The Nonlinear Intraday Pattern of Futures Market Exchange Rates: An Application of Neural Network Models

Chung-Ming Kuan
Professor of Economics
Department of Economics
National Taiwan University Taipei, Taiwan, ROC
ckuan@ccms.ntu.edu.tw
http://ceiba.cc.ntu.edu.tw/ckuan/

and

Tung Liu
Associate Professor
Department of Economics
Ball State University
tliu@.bsu.edu
http://tliu.iweb.bsu.edu


Abstract

This paper applies a neural network model to intraday data of exchange rate futures between January 1990 and July 1992. We use the neural network model and the "lag selection method" to explore the intraday patterns of futures market exchange rates. The approach is particularly useful in detecting the possible nonlinear intraday patterns in the futures. We also conduct the forecast performance tests on these intraday patterns.

Four futures market exchange rate data provided by Chicago Mercantile Exchange on the British pound, Japanese yen, Deutsche mark, and Swiss franc are used in the paper. The data of each exchange rate are examined at 15-minute and one-hour intervals. The growth rate of the data is treated as a unit variate time series and feedforward neural network models are fitted to the data. The independent variables in the neural network are the lags of the dependent variable. There are two parts of empirical estimation.

First, the hourly data are divided into two parts, one for the in-sample estimation and the other for the out-of-sample forecast. There are seven data points each day. The candidates for the independent variables are the first lag up to 50 lags. These lags are across a period of seven trading days. The procedure of the "lag selection method" is to pick significant lags from these 50 lags. The simplest way to pick the lags is to try each lag individually. By examining the patterns of these significant lags across seven days, we can decide if there are nonlinear patterns in the data. If the significant lags appear in the multiple of seven, this implies that there is a daily pattern. Otherwise, there is an irregular pattern. After these significant lags are identified, different combinations of the lags are used in constructing the final forecasting model.
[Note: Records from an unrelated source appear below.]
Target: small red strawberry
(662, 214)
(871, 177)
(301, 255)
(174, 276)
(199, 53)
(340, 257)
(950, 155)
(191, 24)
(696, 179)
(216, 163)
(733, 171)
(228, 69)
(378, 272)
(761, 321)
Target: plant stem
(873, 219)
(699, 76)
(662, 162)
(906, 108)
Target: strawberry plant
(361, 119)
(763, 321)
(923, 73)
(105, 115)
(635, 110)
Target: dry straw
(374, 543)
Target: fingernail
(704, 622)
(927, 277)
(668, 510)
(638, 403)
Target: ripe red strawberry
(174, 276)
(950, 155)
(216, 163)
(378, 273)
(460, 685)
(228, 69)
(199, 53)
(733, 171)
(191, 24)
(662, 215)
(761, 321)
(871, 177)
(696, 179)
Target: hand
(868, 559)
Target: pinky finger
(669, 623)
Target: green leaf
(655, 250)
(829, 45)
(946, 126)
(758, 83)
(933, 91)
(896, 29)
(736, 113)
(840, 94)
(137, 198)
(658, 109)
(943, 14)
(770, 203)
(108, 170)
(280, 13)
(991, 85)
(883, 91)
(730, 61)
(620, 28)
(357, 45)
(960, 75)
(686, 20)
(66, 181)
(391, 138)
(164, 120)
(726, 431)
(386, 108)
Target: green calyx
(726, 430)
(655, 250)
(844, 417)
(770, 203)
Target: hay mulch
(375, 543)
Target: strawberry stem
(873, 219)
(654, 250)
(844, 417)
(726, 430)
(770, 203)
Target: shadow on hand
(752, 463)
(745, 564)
For the out-of-sample forecast, we compare one-step ahead forecast performances from the neural network model, linear least squared regression model, and the random walk model. The forecast performance tests are used to determine if the derived intraday pattern is a profitable trading rule.

Second, we apply the above procedure to 15-minute interval data in the middle of the day and the squares of the growth rate. Previous research shows that the intraday patterns are related to the open and/or the close of the day. If there is no daily pattern observed for these 15-minute interval data, the results will support previous findings. The square of the growth rate is a measure of the volatility. Applying the procedure to the squares of the growth rate help us to understand the intraday patterns of volatility.

Several researches found intraday patterns in financial series. Most of those findings are based on the analysis of a linear model. This paper proposed to find nonlinear intraday patterns in the futures market and to test the profitability from these intraday patterns. We found that there are nonlinear intraday patterns. However, the results from forecast performance tests show that these patterns cannot generate a profitable trading rule.